Have you been taking advantage of our half-priced crab cakes on Monday? Jumbo lump crab meat baked to perfection at an unbeatable price—you’ve got to stock up. Here’s a little secret, our crab cakes are delicious on their own, but they’re also incredibly versatile featured in other meals. In this recipe we’ve paired a crab cake with some basil and succulent end-of-summer tomatoes.
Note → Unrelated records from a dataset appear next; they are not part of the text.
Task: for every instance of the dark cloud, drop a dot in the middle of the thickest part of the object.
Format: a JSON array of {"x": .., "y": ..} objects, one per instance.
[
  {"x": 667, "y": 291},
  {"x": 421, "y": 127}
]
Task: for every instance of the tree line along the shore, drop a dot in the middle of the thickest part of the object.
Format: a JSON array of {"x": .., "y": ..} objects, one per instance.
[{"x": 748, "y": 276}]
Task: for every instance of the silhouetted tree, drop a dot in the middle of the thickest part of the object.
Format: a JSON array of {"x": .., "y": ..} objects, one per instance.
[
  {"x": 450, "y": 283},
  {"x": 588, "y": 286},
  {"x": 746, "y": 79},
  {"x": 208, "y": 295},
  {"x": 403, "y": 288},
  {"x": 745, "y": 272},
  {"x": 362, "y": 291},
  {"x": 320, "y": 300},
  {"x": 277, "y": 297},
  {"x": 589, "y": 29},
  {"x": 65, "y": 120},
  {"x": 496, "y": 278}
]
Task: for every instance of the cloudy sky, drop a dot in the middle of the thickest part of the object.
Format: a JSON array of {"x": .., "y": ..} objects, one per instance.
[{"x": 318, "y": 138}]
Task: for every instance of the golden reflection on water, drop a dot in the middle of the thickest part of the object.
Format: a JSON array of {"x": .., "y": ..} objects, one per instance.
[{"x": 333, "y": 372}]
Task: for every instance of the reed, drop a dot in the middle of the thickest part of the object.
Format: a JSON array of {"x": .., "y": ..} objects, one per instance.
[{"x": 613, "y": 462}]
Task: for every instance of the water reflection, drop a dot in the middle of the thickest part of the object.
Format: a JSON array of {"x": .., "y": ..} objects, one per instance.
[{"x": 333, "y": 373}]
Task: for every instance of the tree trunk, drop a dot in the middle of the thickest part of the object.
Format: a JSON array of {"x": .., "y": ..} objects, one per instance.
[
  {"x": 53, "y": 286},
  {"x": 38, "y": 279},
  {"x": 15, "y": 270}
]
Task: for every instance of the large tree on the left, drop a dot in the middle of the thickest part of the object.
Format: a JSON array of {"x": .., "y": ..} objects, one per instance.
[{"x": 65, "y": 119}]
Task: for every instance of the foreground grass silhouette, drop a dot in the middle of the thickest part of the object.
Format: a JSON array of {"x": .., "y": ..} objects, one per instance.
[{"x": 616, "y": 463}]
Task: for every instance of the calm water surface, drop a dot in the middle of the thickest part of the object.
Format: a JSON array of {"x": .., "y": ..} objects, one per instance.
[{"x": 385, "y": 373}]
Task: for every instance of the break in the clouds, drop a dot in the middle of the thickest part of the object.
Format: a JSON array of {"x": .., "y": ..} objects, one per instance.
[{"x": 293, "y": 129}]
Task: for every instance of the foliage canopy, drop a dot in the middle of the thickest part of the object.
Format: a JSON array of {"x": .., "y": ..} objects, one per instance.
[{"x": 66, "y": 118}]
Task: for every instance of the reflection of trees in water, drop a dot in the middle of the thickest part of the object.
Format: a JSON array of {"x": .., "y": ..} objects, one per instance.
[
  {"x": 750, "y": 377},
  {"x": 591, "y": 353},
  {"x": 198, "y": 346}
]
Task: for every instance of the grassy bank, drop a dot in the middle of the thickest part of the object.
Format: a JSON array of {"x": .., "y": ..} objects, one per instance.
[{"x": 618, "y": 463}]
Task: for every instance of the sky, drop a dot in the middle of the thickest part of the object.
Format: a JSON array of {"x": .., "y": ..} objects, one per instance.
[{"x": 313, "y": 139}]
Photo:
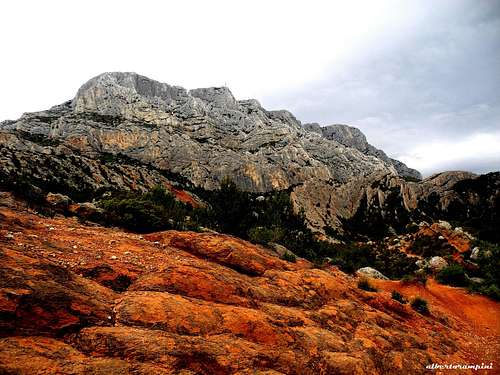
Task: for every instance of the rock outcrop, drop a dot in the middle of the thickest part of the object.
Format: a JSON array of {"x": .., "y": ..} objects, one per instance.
[
  {"x": 78, "y": 299},
  {"x": 353, "y": 137},
  {"x": 124, "y": 131}
]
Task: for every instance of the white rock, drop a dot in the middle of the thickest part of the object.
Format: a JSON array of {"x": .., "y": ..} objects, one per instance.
[
  {"x": 475, "y": 253},
  {"x": 371, "y": 272},
  {"x": 437, "y": 263}
]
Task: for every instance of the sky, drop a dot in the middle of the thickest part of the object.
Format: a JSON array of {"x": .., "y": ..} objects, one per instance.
[{"x": 420, "y": 78}]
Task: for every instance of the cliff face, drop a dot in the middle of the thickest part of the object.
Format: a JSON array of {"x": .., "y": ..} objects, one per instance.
[
  {"x": 352, "y": 137},
  {"x": 126, "y": 131}
]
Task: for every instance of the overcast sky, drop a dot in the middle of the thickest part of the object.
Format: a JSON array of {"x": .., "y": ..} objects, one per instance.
[{"x": 420, "y": 78}]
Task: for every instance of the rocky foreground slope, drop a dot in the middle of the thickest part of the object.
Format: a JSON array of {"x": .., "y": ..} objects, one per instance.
[{"x": 78, "y": 299}]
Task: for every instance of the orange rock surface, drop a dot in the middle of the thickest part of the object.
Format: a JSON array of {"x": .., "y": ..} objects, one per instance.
[{"x": 78, "y": 298}]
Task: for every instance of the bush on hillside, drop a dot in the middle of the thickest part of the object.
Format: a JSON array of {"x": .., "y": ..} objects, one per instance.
[
  {"x": 366, "y": 285},
  {"x": 148, "y": 212},
  {"x": 489, "y": 266},
  {"x": 420, "y": 305},
  {"x": 289, "y": 257}
]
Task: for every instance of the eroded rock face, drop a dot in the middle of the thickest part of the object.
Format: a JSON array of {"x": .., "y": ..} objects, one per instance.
[
  {"x": 198, "y": 303},
  {"x": 353, "y": 137},
  {"x": 125, "y": 131}
]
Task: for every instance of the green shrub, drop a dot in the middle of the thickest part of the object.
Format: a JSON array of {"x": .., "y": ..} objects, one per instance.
[
  {"x": 289, "y": 257},
  {"x": 395, "y": 295},
  {"x": 420, "y": 305},
  {"x": 365, "y": 285},
  {"x": 454, "y": 274}
]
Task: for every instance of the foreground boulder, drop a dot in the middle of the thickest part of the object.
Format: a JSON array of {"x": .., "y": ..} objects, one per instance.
[{"x": 78, "y": 299}]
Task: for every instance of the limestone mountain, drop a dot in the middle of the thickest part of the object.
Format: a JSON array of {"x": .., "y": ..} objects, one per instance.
[
  {"x": 124, "y": 131},
  {"x": 350, "y": 136}
]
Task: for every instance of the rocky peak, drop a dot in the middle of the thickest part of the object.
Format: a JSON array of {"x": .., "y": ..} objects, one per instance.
[{"x": 353, "y": 137}]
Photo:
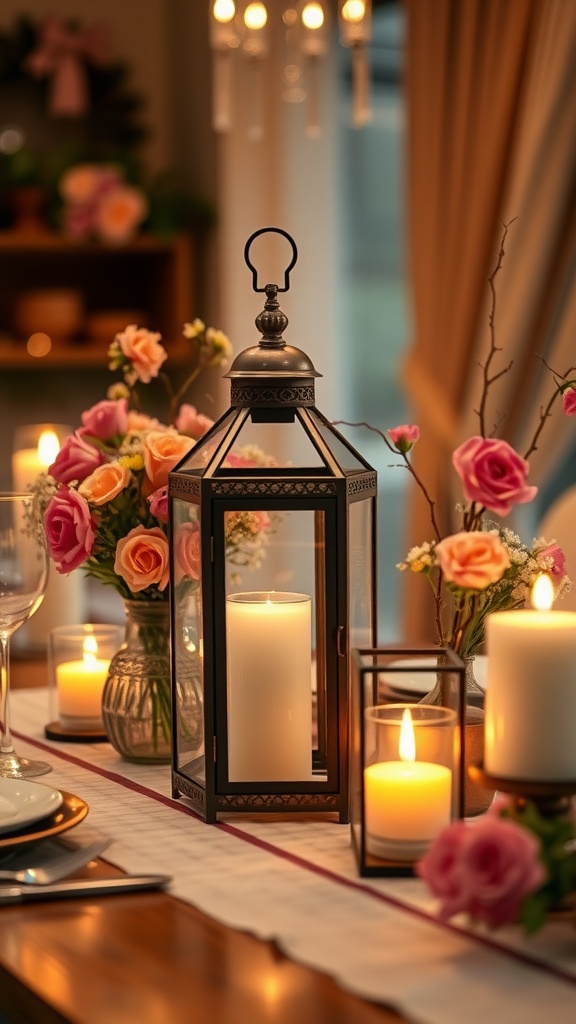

Roasted Tomato and Crab Spaghetti
Serves about 4
1/2 LB of cooked spaghetti
1 DB crab cake
2 pints of cherry tomatoes
1 cup of loosely packed basil leaves, silvered
3 cloves of garlic, sliced in thirds
2 TBSP DB Classico Olive Oil
1 TSP of sea salt
1 TSP of cracked black pepper
1. Preheat your oven to 400°F. In a baking dish add 2 pints of halved cherry tomatoes and 3 garlic cloves sliced lengthwise into thirds. Add salt and pepper, then mix everything together with the olive oil.
2. Roast the tomatoes for about 40 minutes, tossing once at around 30 minutes. They will bubble and caramelize at the edges. There will also be some liquid which will become your “sauce”.
3. Cook your spaghetti as the directions instruct, but you certainly could use any pasta shape you prefer!
4. At 40 minutes add the silvered basil leaves and toss into the mixture. The warmth of the tomatoes will soften the basil leaves just enough.
5. Break apart the crab cake. Don’t be sad destroying such a thing of beauty, it will be put to good use!
6. Toss the tomatoes into the spaghetti with the crab meat. Use your judgement to add more olive oil and/or salt and pepper to taste.
Roasting the tomatoes brings out their natural sweetness which complements the delicate tender crab. This dish exudes summer flavor, so enjoy it while it lasts!